Ma L’uscita di Moster non è dolorosa. Nel promemoria, il banchiere francese 59enne conferma le voci di una graduale separazione dal board: “Negli ultimi mesi è emerso che lo Strategy Team 23 ei suoi pilastri fondanti non sono più in linea con la visione attuale” del board. Di conseguenza, ho deciso di andarmene per consentire al consiglio di determinare la strategia futura. Quella in Unicredit è stata un’esperienza straordinaria, “sono orgoglioso di quello che abbiamo realizzato e di quello che è stato realizzato in così poco tempo”.

Presidente Cesar Bisoni A sua volta, dice, “mi dispiace per la decisione odierna, che tuttavia mostra ancora una volta la professionalità di Jean-Pierre e non fa che aumentare il mio apprezzamento”.

Se la strategia di Mostier è “niente fusioni o acquisizioni”, il futuro può invece prevederlo. Se Unicredit è abbinato a Mps (Non è un caso che la crescita della banca del + 3% in Borsa ieri) risolverà un grave problema per il Tesoro, che deve lasciare Siena. Anche il governo sta lavorando da tempo al trasloco costruendo una dote sotto forma di 2 miliardi di crediti d’imposta (“Dta”) e aiutando con casi legali. La maggior parte della resistenza è stata un ostacolo.
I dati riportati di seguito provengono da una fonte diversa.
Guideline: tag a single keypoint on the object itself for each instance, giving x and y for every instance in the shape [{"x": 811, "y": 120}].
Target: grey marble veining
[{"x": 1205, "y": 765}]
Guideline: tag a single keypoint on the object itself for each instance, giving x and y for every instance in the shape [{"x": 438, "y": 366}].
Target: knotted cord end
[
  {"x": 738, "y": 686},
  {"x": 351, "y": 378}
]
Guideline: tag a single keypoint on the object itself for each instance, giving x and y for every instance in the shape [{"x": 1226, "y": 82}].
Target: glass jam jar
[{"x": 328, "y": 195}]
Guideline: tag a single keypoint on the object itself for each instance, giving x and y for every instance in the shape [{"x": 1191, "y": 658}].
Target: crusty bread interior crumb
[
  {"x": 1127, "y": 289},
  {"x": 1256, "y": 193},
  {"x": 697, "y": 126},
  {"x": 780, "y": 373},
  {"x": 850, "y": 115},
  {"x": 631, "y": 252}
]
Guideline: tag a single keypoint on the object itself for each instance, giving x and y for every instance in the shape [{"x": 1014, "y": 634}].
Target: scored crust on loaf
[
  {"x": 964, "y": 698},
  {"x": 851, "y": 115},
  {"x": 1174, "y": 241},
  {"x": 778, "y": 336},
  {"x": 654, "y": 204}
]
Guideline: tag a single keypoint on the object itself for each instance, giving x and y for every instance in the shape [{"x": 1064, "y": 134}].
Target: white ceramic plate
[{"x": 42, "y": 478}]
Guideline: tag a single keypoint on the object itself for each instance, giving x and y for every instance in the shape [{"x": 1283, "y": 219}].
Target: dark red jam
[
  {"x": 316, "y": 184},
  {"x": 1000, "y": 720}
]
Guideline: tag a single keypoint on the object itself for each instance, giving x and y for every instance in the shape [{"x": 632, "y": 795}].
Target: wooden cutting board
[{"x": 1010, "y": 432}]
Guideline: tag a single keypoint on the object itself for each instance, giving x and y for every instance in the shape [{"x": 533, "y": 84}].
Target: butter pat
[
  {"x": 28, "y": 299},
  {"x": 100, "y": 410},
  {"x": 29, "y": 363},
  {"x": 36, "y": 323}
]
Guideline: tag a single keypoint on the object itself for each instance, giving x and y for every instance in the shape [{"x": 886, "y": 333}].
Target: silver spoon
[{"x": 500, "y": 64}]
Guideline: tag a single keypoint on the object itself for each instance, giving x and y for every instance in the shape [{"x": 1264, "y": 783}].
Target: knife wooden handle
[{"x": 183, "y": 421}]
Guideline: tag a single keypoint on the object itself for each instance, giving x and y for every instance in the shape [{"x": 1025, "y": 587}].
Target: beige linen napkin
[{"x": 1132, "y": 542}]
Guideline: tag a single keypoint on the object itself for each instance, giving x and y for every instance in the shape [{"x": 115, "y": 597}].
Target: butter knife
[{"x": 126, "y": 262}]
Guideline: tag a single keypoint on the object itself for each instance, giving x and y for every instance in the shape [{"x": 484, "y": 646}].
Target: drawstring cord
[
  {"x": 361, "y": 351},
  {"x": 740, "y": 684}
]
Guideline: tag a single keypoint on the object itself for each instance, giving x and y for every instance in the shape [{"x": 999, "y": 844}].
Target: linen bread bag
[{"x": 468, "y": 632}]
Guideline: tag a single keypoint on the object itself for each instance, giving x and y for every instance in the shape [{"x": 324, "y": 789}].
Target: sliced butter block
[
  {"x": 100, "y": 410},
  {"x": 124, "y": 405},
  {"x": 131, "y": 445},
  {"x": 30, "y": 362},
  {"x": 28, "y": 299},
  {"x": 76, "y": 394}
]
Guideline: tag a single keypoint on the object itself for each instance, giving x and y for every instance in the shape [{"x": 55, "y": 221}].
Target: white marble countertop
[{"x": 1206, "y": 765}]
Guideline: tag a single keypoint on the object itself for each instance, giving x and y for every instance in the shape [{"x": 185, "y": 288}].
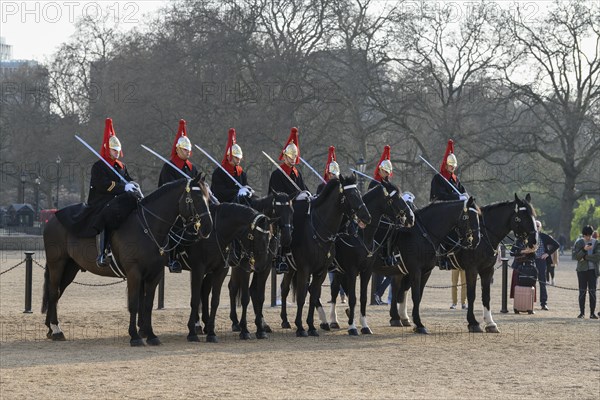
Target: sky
[{"x": 36, "y": 28}]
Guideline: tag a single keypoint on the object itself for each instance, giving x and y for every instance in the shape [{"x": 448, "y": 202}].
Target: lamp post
[
  {"x": 37, "y": 181},
  {"x": 23, "y": 180},
  {"x": 58, "y": 160},
  {"x": 361, "y": 164}
]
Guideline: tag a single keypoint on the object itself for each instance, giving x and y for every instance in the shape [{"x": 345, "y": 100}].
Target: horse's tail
[{"x": 46, "y": 296}]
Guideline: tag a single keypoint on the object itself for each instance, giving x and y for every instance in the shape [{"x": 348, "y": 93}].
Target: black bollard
[
  {"x": 504, "y": 279},
  {"x": 161, "y": 292},
  {"x": 28, "y": 280}
]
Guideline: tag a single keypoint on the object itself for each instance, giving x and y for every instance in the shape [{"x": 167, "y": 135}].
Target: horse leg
[
  {"x": 285, "y": 290},
  {"x": 56, "y": 278},
  {"x": 146, "y": 310},
  {"x": 133, "y": 303},
  {"x": 257, "y": 293},
  {"x": 244, "y": 333},
  {"x": 315, "y": 303},
  {"x": 335, "y": 290},
  {"x": 364, "y": 283},
  {"x": 196, "y": 279},
  {"x": 205, "y": 295},
  {"x": 234, "y": 287},
  {"x": 301, "y": 279},
  {"x": 471, "y": 275},
  {"x": 486, "y": 280},
  {"x": 217, "y": 283}
]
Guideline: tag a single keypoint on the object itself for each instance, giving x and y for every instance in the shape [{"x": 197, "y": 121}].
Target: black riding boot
[
  {"x": 174, "y": 265},
  {"x": 103, "y": 259}
]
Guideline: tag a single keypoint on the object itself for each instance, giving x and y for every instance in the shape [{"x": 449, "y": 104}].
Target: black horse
[
  {"x": 497, "y": 220},
  {"x": 355, "y": 253},
  {"x": 316, "y": 227},
  {"x": 278, "y": 207},
  {"x": 207, "y": 259},
  {"x": 419, "y": 247},
  {"x": 138, "y": 248}
]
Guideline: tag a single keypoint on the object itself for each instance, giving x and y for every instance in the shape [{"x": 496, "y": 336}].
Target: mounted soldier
[
  {"x": 227, "y": 191},
  {"x": 180, "y": 154},
  {"x": 446, "y": 186},
  {"x": 290, "y": 155},
  {"x": 332, "y": 169},
  {"x": 222, "y": 185},
  {"x": 110, "y": 200}
]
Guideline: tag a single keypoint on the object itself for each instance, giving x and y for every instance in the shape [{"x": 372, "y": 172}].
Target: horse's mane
[{"x": 332, "y": 185}]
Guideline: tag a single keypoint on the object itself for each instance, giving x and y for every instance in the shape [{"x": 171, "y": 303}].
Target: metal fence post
[
  {"x": 504, "y": 279},
  {"x": 161, "y": 292},
  {"x": 28, "y": 280}
]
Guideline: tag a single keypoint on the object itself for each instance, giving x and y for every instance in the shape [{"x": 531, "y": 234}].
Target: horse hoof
[
  {"x": 153, "y": 342},
  {"x": 212, "y": 339},
  {"x": 261, "y": 335},
  {"x": 301, "y": 333},
  {"x": 137, "y": 342}
]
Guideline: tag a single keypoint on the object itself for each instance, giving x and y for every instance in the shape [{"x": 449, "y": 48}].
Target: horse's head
[
  {"x": 256, "y": 239},
  {"x": 468, "y": 226},
  {"x": 283, "y": 211},
  {"x": 396, "y": 207},
  {"x": 193, "y": 207},
  {"x": 352, "y": 198},
  {"x": 523, "y": 221}
]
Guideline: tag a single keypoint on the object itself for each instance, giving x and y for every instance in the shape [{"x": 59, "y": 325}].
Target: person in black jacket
[
  {"x": 109, "y": 198},
  {"x": 290, "y": 155},
  {"x": 180, "y": 157},
  {"x": 442, "y": 183},
  {"x": 180, "y": 154},
  {"x": 546, "y": 247},
  {"x": 222, "y": 186}
]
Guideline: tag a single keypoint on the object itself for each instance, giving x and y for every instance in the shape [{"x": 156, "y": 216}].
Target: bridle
[{"x": 183, "y": 228}]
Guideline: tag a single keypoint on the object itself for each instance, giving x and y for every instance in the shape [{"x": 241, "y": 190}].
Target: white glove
[
  {"x": 243, "y": 192},
  {"x": 303, "y": 195}
]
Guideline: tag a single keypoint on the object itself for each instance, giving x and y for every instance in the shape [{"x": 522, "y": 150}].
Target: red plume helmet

Inoltre, al governo non piaceva l’idea di separare Unicredit in due con una sotto-proprietà quotata in Germania per le attività estere: progetto accantonato anche per l’influenza del presidente nel pectore, l’ex ministro dell’Economia Pier Carlo Padoan, in consiglio da ottobre. Inoltre esso Una promozione a livello nazionale di UniCredit eguaglierebbe Intesa San Paolo.

Il ministro Roberto Gualtieri ieri ha rifiutato di commentare le dimissioni. Ora tocca al Padoan e al consiglio di amministrazione trovare il successore attraverso un “processo di selezione rigoroso e rigoroso”, dentro o fuori la banca. La tempistica – nominandola da fonti vicine al board – è “opportuna” per consentire al comitato nomine di “operare in un contesto adeguatamente chiaro”, senza sgradite lacune di autorità per i regolatori e il mercato, come invece accaduto in occasione di exit Alessandro Profumo allora chi Federico Jizzoni.

Tra i candidati idonei, Alessandro Decio (Banco Desio), Gianni Papa (Precedentemente Unicredit), Giuseppe Castagna (Banco Bpm), Marco Morelli (Ex deputati), Alberto Nagel (Mediobanca), Flavio Valerie (Ex Deutsche Bank), sono un manager interno Francesco Giordano, Carlo Vivaldi E il consigliere Diego de Giorgi (Precedentemente Bofa-ML). Invece, ha negato l’interesse Matteo Del Vanity (Posta).